Think about your “why”
Understand your company's mission, vision, and values. Thinking about your company's values and what about them is essential.
Consider your brand voice. Think about how you will have to change words, images, tone, and voice to convey the values of your new brand.
Re-imagine your style guide
Many companies don't have the luxury of starting with a clean slate. They have to consider which brand assets they want to carry over to the new brand.
Your style guide shows your designers, UX staff, and content creators which legacy elements continue to be viable and which define their new style. Make sure everyone is using your new fonts, color palette, logo, typography, and brand voice.
Check out what is—and what isn’t—working for your competitors
What's your value proposition? Do you offer something your competitors don't?
In marketing, there is a concept of optimal heterophily. This term refers to the fact that consumers are always looking for something that is different, but not too different.
Your new brand image must be fresh and relevant but still be something that your leads and prospects can recognize as the thing they are looking for, even if they just didn't know it.
Bring your teams together
It is easier to rally your team behind your new brand if it is a team effort. Seek input across your company. The most valuable insights may come from people you did not expect.
Remember, the people in your company will become the public face of your new brand.
Rebuild your existing branding
Consider if you need to change your name, logo, social media profiles, and so on. You may need to change these elements of your brand because your name is not sufficiently unique to be memorable. Also, you might need to make changes because of trademark issues. Or you may need to change your business name because it is hard to remember or hard to spell.
Don't forget to change your tagline. Your slogan is what will stick with your customers as you build your new brand. If you have a slogan or a tagline you can't do without, consider whether you really need reputation management instead of rebranding.
If you sell physical products, you will need to redesign your packaging. If you leverage your brand with illustrations, you need to make sure that your design styles don't clash with each other.
Consider audience segmentation
The next step is to look at audience segmentation and behavioral targeting for your new, emerging customer base.

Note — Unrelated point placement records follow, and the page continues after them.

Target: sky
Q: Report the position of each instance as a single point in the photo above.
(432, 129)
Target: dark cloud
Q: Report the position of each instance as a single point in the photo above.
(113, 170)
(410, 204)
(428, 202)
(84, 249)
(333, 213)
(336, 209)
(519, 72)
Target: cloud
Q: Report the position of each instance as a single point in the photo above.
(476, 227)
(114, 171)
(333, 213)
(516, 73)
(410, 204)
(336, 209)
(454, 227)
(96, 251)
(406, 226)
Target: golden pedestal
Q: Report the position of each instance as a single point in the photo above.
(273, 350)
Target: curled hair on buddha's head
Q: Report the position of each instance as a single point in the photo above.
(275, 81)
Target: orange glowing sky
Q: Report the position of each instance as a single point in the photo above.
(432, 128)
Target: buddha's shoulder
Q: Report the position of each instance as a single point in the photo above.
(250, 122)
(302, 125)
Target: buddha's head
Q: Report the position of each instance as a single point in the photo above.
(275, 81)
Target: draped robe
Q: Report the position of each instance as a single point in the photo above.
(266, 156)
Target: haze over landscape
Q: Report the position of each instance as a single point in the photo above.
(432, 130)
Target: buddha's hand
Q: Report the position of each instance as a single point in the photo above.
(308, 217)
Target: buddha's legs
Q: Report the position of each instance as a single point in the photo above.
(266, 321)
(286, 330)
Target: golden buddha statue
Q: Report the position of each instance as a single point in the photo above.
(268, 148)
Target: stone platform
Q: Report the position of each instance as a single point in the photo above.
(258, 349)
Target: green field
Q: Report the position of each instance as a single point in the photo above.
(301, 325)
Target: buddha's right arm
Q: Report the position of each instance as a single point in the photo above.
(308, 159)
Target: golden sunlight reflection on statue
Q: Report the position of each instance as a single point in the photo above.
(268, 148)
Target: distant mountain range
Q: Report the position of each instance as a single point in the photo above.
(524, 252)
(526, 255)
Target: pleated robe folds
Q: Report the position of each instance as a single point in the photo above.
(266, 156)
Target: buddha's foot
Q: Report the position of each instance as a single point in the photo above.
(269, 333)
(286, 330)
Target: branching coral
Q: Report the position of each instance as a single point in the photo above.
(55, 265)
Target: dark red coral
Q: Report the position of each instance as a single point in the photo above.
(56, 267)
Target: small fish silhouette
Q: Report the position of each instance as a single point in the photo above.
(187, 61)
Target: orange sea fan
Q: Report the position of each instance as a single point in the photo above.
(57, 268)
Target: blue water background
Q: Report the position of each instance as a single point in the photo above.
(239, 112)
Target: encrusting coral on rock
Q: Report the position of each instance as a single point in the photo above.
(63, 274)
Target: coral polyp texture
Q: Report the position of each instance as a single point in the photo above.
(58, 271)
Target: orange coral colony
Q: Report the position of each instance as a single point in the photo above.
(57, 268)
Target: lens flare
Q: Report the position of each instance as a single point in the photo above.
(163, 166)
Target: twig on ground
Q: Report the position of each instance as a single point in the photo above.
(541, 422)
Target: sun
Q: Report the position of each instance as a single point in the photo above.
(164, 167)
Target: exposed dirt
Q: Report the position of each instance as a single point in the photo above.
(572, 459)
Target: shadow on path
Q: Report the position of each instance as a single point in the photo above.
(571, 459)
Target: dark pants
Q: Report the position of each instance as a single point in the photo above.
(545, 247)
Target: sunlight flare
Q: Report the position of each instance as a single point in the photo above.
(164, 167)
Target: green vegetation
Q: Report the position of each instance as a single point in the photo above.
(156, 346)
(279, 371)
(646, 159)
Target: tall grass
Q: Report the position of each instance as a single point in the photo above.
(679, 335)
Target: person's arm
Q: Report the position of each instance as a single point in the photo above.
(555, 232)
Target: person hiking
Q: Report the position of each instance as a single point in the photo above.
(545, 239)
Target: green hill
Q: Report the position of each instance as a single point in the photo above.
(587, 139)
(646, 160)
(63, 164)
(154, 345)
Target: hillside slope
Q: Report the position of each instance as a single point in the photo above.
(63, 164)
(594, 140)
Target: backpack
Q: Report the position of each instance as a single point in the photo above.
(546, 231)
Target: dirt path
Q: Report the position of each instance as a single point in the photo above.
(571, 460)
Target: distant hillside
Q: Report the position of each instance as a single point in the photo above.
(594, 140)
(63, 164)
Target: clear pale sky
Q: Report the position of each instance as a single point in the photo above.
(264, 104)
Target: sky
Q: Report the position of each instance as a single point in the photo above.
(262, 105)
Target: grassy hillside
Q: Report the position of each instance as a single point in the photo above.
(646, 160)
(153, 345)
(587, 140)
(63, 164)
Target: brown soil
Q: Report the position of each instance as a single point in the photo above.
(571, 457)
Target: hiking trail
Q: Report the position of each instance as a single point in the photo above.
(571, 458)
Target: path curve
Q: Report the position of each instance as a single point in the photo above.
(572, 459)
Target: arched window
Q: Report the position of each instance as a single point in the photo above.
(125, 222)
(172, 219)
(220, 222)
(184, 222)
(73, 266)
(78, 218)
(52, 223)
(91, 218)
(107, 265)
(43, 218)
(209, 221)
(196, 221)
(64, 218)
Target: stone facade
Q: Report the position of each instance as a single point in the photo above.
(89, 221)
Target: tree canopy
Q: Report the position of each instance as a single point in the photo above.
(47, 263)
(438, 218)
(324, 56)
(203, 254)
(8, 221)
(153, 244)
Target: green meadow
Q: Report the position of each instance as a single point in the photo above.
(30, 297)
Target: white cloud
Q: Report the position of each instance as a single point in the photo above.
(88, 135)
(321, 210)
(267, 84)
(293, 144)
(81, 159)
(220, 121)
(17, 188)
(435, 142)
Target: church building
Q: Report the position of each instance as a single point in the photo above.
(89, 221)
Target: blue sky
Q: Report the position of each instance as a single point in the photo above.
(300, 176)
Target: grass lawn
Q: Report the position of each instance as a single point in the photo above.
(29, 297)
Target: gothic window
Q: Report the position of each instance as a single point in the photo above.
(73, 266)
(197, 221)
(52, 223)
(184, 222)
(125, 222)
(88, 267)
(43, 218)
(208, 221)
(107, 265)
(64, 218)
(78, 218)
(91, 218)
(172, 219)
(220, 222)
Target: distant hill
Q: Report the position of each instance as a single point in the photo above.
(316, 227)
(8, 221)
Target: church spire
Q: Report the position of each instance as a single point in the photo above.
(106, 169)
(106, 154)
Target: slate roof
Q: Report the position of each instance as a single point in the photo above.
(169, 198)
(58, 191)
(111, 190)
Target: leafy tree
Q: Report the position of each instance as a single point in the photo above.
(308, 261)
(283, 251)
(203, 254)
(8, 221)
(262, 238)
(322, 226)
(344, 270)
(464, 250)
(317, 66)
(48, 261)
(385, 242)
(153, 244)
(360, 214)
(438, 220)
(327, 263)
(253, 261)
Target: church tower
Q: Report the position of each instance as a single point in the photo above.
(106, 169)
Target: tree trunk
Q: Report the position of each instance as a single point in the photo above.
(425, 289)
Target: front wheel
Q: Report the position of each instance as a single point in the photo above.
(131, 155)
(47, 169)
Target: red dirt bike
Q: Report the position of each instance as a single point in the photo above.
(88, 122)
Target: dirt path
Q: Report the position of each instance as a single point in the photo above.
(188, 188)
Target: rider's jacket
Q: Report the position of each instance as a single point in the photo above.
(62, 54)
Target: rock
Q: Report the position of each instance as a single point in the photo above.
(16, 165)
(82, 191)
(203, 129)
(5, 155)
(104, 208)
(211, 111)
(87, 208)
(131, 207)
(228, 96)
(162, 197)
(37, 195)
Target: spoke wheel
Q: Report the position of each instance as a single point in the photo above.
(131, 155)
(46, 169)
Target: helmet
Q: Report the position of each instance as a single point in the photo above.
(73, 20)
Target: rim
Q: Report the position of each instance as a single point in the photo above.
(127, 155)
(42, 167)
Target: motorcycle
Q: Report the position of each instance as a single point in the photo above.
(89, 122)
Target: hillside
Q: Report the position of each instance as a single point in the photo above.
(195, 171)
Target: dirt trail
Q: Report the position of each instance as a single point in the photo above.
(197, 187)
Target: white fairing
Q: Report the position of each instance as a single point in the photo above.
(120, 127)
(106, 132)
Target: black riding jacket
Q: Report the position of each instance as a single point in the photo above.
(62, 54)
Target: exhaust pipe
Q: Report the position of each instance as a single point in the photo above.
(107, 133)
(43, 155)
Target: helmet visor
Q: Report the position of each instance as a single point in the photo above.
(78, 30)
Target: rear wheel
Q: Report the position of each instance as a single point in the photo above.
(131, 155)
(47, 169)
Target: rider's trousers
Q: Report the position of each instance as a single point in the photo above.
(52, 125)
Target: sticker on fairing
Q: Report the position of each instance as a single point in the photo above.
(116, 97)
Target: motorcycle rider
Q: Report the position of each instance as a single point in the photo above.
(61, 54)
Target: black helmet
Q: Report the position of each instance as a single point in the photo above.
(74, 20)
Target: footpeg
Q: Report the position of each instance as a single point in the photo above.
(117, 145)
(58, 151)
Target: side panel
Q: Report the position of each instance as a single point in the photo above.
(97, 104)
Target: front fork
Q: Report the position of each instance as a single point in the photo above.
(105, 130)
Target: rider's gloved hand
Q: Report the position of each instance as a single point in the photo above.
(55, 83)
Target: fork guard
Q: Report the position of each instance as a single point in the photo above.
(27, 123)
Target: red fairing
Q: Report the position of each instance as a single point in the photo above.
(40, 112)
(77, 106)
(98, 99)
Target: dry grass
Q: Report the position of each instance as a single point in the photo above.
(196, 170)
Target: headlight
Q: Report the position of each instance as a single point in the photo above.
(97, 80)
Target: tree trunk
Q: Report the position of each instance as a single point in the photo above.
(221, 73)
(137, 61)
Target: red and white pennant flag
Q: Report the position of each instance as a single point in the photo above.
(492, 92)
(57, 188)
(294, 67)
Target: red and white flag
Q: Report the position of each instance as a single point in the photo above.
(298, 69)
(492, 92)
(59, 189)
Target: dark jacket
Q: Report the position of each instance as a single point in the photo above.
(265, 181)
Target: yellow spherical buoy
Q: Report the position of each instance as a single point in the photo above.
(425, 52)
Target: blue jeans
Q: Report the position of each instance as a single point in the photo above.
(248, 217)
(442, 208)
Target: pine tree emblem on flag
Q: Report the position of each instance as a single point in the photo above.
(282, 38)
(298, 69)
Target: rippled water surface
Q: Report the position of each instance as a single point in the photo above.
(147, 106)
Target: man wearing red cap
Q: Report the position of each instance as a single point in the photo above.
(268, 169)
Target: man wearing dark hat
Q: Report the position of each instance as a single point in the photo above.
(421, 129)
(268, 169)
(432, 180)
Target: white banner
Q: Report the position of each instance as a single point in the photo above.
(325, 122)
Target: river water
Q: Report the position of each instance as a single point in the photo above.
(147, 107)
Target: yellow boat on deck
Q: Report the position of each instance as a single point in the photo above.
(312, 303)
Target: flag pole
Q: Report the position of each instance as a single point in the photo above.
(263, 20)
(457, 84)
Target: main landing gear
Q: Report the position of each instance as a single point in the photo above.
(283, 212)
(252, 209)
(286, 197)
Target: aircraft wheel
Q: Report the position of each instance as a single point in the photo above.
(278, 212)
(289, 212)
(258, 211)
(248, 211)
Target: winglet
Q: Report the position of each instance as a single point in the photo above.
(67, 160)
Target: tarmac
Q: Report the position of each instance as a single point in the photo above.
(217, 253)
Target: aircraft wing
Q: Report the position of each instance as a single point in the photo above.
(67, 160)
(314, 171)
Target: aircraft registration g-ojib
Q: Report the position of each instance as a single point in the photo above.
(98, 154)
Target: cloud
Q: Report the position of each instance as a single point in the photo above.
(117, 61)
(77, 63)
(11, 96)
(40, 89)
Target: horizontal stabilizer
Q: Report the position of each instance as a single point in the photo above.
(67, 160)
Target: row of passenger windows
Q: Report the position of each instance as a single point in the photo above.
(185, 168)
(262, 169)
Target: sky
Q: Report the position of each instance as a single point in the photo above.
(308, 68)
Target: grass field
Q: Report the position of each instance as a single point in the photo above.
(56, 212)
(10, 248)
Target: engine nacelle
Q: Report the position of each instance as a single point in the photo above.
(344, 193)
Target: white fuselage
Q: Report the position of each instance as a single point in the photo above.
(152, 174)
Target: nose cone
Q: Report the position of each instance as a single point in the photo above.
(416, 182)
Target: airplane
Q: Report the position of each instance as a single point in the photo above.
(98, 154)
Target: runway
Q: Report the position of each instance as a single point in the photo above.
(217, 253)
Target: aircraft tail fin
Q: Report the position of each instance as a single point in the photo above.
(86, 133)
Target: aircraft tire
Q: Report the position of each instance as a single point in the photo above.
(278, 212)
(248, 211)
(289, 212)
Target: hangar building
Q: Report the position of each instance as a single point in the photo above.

By narrowing your focus on specific subgroups in your target audience, you can tailor your messaging and work to build trust with your refreshed brand.
Re-evaluate your marketing strategies
A rebranding might also mean new marketing strategies, so you need to re-evaluate your current marketing initiatives to make sure they align with your updated brand.
One way to evaluate your marketing is to get smart recommendations from surveys to see where you can improve your outreach and content. Depending on your rebranding, you might need to fully revamp your marketing, or you might just need to make a few small changes.
Connect your old branding strategy with your new one
To the extent you can, connect your old branding strategy with your new one. This means looking over your branding basics, such as voice, tone, brand identity, visual branding and storytelling, and values.
Depending on why you've decided to rebrand and how much, you might be able to keep your brand voice or other elements with your new strategy, or you might decide to completely update your strategy.
Plan your re-launch
A relaunch can have many moving parts as this is when you take everything you've updated—visuals, logos, slogans, marketing strategies—and put them out into the world.
Think about how these elements will be received based on the planned launch date and consider any global events occurring at the same time that might impact how your audience perceives your rebranding.
This is also a time to look into social media tools and running digital ads.
Handle PR around your rebrand
Because you are rebranding your company, it is possible that you will initially lose some recognition—but a rebrand is also an opportunity to regain customer loyalty and reach new clients. This is where public relations comes in.
Now that you have your branding ready, you need to distribute it. This can be in the form of social media posts, CEO interviews with news outlets, or another approach that fits the specific strategy you've established.
Rebranding your business for success
Company rebranding is a lot of work but it is a lot easier when you have the software tools and support you need.
Keep your entire team on board with your company rebranding business strategy as you integrate the best elements of your existing brand with the exciting aspects of your new business identity.